Zoologger is our weekly column highlighting extraordinary animals – and occasionally other organisms – from around the world
Species: Odontomachus bauri
Habitat: forests of Central and South America, in the trees, on the ground – and sometimes in water
If you're an insect, don't mess with the trap-jaw ant Odontomachus bauri. Like other Odontomachus, it uses its massive jaws to attack prey and defend against predators. The jaws are slowly drawn back and held open by catches in its head, springing forward when the catches are released at speeds exceeding 60 metres a second. This is faster even than the fearsome claw strikes of mantis shrimps.
"They can literally toss invaders out of the nest with their jaws," says Joseph Spagna of William Paterson University in Wayne, New Jersey.
By striking against the ground, the jaws can also propel the ants through the air. Spagna says the vertical leaps – which, scaled up, would propel a human more than 10 metres into the air – are an escape response. However, sometimes the ants jump unintentionally when their jaws hit the ground.
Spring-loaded gnashers would be enough of a novelty for most creatures. But it now turns out that O. bauri is also a champion swimmer.
Not quite butterfly stroke
Ants have many claims to fame. They are strong, they form super-smart colonies and they make great farmers. One thing ants are not generally renowned for is their swimming.
At least, until recently. In the last decade, biologists have found some ants are surprisingly at home in water. One Australian species, for example, seems to be happy to nest underwater, hiding out in air pockets in mangroves. Fire ants, meanwhile, cope with rising water levels by teaming up to form unsinkable rafts. Nevertheless, swimming ants seem to be the exception rather than the rule.
In the forests of Central and Southern America, though, swimming seems to come naturally to many ant species. Here, there are plenty of rivers and floods are frequent, making death by drowning or predatory fish a threat for any ant that loses its footing as is scurries through the canopy.
Wet behind the antennae
Conservation biologist Steve Yanoviak at the University of Louisville in Kentucky and his student Dana Frederick collected ants belonging to 35 local species and dropped them into water to see how they deal with this occupational hazard.
Ten of them proved to be surprisingly strong swimmers, able to propel themselves along at more than three times their body length per second. For comparison, when Michael Phelps set the Olympic 200 metres freestyle record in Beijing, he was covering almost exactly his standing height each second.
Odontomachus bauri was one of the champions. These ants are around 1 centimetre in length on average, but can swim at speeds exceeding 10 centimetres a second.

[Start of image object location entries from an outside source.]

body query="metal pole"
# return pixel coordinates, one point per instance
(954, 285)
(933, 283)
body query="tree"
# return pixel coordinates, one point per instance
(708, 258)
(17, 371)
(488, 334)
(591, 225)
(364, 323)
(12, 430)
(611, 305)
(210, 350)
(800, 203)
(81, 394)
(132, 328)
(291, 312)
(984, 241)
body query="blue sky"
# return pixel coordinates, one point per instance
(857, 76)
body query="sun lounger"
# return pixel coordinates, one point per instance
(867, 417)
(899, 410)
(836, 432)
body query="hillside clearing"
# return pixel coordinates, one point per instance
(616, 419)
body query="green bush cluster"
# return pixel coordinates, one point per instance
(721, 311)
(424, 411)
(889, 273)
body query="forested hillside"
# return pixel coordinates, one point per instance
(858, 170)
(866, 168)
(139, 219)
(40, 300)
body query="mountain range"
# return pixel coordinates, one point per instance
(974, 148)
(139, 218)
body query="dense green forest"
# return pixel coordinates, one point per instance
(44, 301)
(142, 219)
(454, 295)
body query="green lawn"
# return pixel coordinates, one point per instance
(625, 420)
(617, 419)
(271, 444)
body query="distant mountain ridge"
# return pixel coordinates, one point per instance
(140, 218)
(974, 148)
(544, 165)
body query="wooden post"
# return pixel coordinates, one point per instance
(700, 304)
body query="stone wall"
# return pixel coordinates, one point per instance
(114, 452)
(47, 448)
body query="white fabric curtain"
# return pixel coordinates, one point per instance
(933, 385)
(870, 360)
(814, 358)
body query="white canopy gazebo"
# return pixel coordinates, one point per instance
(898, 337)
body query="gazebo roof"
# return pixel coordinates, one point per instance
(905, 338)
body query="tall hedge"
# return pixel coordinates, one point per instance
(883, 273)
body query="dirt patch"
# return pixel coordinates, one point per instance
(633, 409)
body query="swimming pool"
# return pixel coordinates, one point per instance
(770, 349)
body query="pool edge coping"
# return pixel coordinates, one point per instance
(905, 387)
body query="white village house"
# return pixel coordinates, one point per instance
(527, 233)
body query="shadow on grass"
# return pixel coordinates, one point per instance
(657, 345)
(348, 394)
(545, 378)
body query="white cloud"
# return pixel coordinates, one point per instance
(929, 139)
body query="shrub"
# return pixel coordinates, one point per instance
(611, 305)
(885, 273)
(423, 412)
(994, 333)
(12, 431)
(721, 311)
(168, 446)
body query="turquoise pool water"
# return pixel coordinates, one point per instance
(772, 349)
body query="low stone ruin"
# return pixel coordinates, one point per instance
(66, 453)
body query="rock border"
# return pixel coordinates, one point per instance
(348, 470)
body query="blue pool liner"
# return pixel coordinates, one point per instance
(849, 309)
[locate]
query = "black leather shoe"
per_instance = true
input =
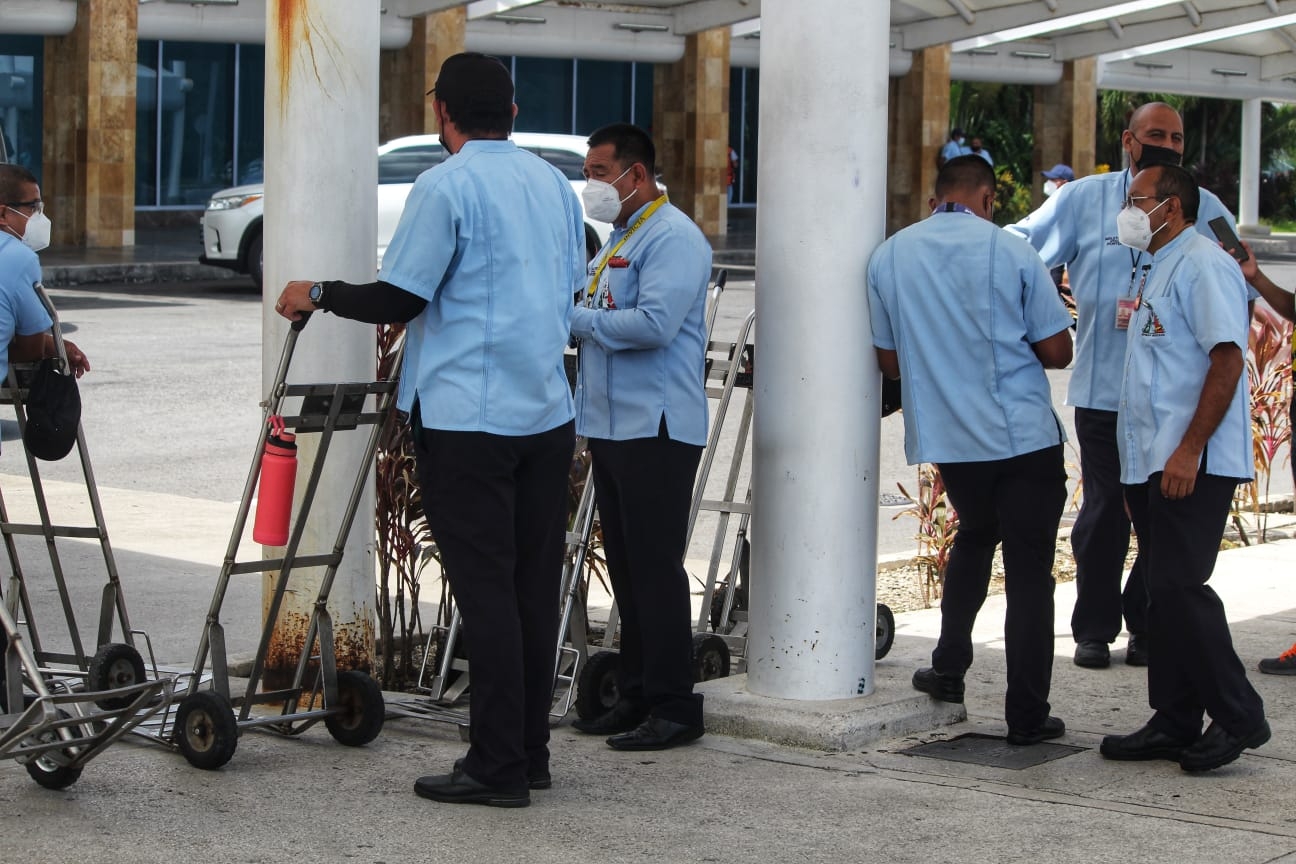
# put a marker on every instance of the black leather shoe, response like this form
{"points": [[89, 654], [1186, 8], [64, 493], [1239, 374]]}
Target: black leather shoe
{"points": [[621, 716], [459, 788], [656, 733], [946, 688], [1135, 652], [1142, 745], [535, 777], [1093, 654], [1050, 728], [1218, 746]]}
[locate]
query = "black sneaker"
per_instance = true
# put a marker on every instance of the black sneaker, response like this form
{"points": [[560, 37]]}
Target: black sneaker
{"points": [[1282, 665], [946, 688]]}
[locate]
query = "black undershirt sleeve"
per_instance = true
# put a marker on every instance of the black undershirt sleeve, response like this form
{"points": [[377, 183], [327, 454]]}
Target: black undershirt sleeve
{"points": [[373, 303]]}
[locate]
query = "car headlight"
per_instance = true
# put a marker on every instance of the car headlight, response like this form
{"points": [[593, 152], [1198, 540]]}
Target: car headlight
{"points": [[232, 202]]}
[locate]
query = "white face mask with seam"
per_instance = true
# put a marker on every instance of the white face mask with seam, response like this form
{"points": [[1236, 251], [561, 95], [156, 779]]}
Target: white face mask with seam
{"points": [[36, 235], [601, 201]]}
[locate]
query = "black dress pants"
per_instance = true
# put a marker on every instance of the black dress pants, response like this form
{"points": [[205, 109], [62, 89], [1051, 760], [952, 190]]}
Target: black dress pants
{"points": [[497, 507], [643, 488], [1016, 501], [1100, 539], [1192, 666]]}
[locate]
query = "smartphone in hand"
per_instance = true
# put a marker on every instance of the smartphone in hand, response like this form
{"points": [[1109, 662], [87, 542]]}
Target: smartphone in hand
{"points": [[1231, 245]]}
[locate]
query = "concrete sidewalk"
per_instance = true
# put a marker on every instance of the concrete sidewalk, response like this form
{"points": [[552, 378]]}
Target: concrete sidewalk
{"points": [[722, 799]]}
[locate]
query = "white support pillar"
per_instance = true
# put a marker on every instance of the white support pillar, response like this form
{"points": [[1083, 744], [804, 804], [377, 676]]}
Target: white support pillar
{"points": [[1248, 175], [322, 121], [817, 426]]}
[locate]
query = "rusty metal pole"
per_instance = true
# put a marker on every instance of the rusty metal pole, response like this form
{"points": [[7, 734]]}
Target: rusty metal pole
{"points": [[322, 121]]}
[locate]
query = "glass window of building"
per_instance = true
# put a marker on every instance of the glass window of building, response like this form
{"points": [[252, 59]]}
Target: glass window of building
{"points": [[21, 80]]}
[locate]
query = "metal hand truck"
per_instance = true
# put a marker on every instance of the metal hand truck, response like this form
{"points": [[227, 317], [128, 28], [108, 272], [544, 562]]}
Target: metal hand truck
{"points": [[60, 709], [208, 722]]}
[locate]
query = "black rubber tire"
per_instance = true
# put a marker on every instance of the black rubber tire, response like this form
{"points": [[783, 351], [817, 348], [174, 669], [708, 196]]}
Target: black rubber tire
{"points": [[114, 665], [596, 685], [885, 631], [710, 657], [49, 773], [255, 259], [205, 729], [362, 710]]}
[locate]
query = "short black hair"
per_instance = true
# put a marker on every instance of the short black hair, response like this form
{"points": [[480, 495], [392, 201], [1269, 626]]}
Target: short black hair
{"points": [[629, 143], [967, 172], [1176, 181], [13, 178], [477, 92]]}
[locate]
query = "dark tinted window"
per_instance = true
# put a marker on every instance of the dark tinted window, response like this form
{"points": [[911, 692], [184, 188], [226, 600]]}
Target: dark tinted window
{"points": [[569, 163], [407, 163]]}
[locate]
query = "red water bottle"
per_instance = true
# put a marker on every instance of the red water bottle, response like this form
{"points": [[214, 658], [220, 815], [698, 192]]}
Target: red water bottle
{"points": [[277, 479]]}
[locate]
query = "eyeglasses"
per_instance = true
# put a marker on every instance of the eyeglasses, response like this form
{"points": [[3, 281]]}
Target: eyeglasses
{"points": [[1130, 200], [34, 206]]}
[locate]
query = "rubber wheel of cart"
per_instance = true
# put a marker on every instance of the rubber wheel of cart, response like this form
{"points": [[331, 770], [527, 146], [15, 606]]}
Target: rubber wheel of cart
{"points": [[885, 631], [360, 710], [114, 665], [47, 771], [205, 729], [596, 687], [710, 657]]}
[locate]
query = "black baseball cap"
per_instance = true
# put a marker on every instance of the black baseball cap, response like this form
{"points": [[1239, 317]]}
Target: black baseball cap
{"points": [[473, 84]]}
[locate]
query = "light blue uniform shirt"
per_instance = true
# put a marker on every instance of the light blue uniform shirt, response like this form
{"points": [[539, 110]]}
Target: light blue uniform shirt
{"points": [[21, 311], [643, 333], [1076, 226], [960, 302], [1194, 299], [494, 240]]}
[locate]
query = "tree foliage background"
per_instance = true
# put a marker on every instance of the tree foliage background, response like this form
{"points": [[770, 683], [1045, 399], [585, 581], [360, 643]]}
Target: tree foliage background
{"points": [[1001, 115]]}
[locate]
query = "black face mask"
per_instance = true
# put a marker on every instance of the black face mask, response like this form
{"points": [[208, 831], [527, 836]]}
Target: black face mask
{"points": [[1154, 154]]}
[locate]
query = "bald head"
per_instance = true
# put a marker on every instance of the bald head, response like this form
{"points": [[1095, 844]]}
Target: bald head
{"points": [[1155, 136]]}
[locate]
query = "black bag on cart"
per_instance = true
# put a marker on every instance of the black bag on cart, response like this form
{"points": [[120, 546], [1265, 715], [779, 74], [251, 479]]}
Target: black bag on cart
{"points": [[53, 412]]}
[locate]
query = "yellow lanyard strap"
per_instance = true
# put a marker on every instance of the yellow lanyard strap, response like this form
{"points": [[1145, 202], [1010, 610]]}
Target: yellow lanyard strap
{"points": [[653, 207]]}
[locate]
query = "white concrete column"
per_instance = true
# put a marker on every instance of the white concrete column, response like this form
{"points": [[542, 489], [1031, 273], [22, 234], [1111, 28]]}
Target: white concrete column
{"points": [[814, 543], [1248, 175], [322, 121]]}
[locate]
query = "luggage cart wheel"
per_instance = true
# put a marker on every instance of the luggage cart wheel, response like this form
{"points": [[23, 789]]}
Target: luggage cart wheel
{"points": [[359, 710], [710, 657], [885, 631], [47, 770], [205, 729], [114, 665], [596, 691]]}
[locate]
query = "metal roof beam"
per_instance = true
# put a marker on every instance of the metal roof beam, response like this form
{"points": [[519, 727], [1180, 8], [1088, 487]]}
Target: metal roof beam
{"points": [[1102, 42], [705, 14], [938, 31]]}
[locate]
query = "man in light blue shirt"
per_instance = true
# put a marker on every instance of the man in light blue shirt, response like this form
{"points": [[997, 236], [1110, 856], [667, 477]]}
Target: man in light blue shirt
{"points": [[1183, 430], [482, 267], [1077, 227], [967, 316], [640, 399]]}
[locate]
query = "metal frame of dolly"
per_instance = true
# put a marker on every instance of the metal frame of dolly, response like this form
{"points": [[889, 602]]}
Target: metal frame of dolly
{"points": [[58, 710], [208, 722]]}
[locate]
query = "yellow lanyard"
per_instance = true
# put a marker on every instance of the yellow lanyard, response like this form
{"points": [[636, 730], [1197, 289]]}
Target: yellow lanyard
{"points": [[603, 263]]}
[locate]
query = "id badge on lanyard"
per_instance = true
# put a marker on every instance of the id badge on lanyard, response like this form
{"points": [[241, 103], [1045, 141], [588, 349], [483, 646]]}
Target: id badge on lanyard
{"points": [[1126, 306]]}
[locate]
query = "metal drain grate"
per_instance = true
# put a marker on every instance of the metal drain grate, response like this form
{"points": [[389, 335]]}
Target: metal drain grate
{"points": [[992, 750]]}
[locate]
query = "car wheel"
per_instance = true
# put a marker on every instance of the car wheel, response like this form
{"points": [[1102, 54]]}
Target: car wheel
{"points": [[255, 261]]}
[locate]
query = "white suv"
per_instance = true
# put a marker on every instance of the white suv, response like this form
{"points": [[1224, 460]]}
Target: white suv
{"points": [[231, 226]]}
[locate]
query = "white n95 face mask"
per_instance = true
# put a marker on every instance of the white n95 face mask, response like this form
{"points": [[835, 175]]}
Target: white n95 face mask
{"points": [[601, 201], [1134, 227], [36, 236]]}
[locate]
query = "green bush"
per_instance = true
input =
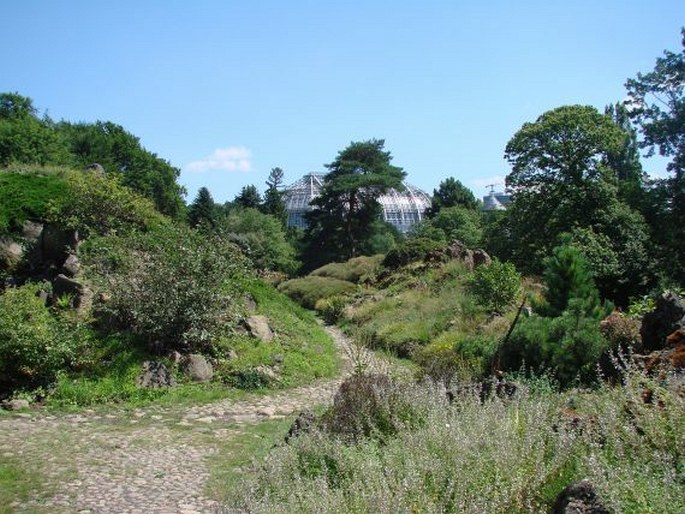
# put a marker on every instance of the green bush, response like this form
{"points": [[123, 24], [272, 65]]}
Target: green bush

Aquatic prowess seems to have evolved multiple times in different lineages of ants, say Yanoviak and Frederick – perhaps to provide an escape route for frequent but unintentional dives into the water. O. bauri will swim towards dark poles rising vertically from the water, which provide a path back to dry land, suggesting they are keen to get out of the water.
You might think that the ants would simply "walk on water", rather than really swimming. But high-speed video shows that the ants do adopt an unusual swimming stroke when they fall into the wet stuff. Their back legs, which provide forwards movement on dry land, are simply held behind the body, apparently to provide stability (see video, above).
They can also steer, by sweeping one set of legs harder than the other. It's "just like you'd steer a rowboat," says Yanoviak.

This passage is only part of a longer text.